Israël reconnaît officiellement le génocide
Le gouvernement israélien a voté dimanche en faveur de la reconnaissance officielle du génocide arménien, une décision longtemps retardée en raison de considérations diplomatiques. Cette résolution, proposée par le ministre des Affaires étrangères Gideon Sa’ar, affirme la responsabilité morale et historique d’Israël à reconnaître le massacre de 1,5 million d’Arméniens survenu il y a plus d’un siècle sous l’Empire ottoman. « Il n’est jamais trop tard pour faire ce qui est juste », a déclaré Sa’ar après le vote, soulignant l’importance de cette reconnaissance pour l’État juif.

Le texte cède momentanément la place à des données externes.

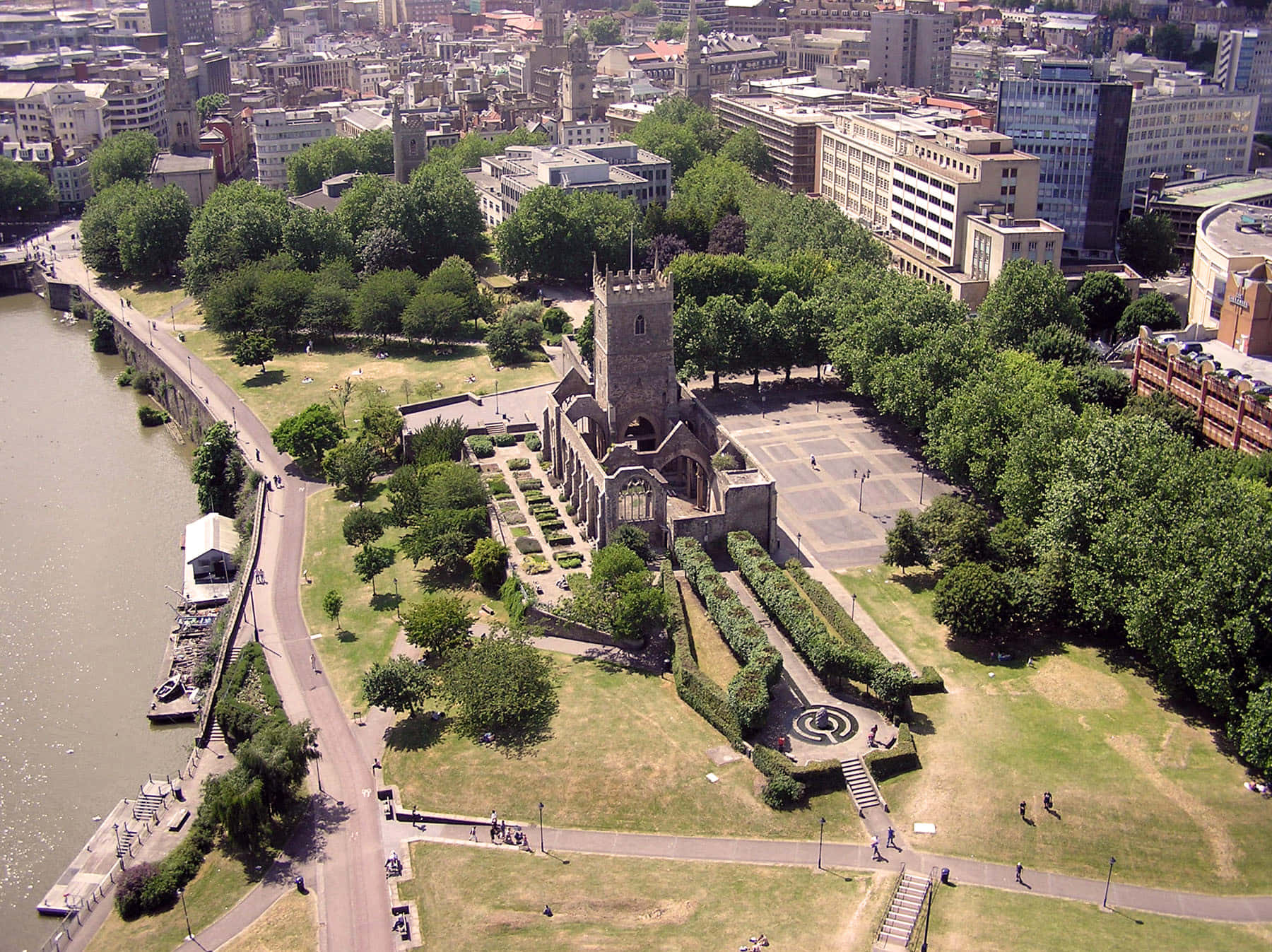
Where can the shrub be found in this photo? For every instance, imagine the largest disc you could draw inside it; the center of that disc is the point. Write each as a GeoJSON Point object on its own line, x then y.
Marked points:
{"type": "Point", "coordinates": [152, 416]}
{"type": "Point", "coordinates": [748, 690]}
{"type": "Point", "coordinates": [695, 689]}
{"type": "Point", "coordinates": [900, 759]}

Cette décision intervient dans un contexte où Israël avait jusque-là évité de qualifier ces événements de génocide, principalement pour préserver ses relations diplomatiques avec la Turquie, qui nie catégoriquement que les massacres, emprisonnements et déportations forcées des Arméniens constituent un génocide. La résolution israélienne insiste sur le fait que ce crime de masse est largement documenté et que toute tentative de nier, minimiser ou déformer cette réalité historique doit être fermement condamnée. Le ministre Sa’ar a rappelé que reconnaître ce génocide est à la fois un devoir moral et historique, notamment pour un pays fondé en réaction à un autre génocide, celui des Juifs pendant la Seconde Guerre mondiale.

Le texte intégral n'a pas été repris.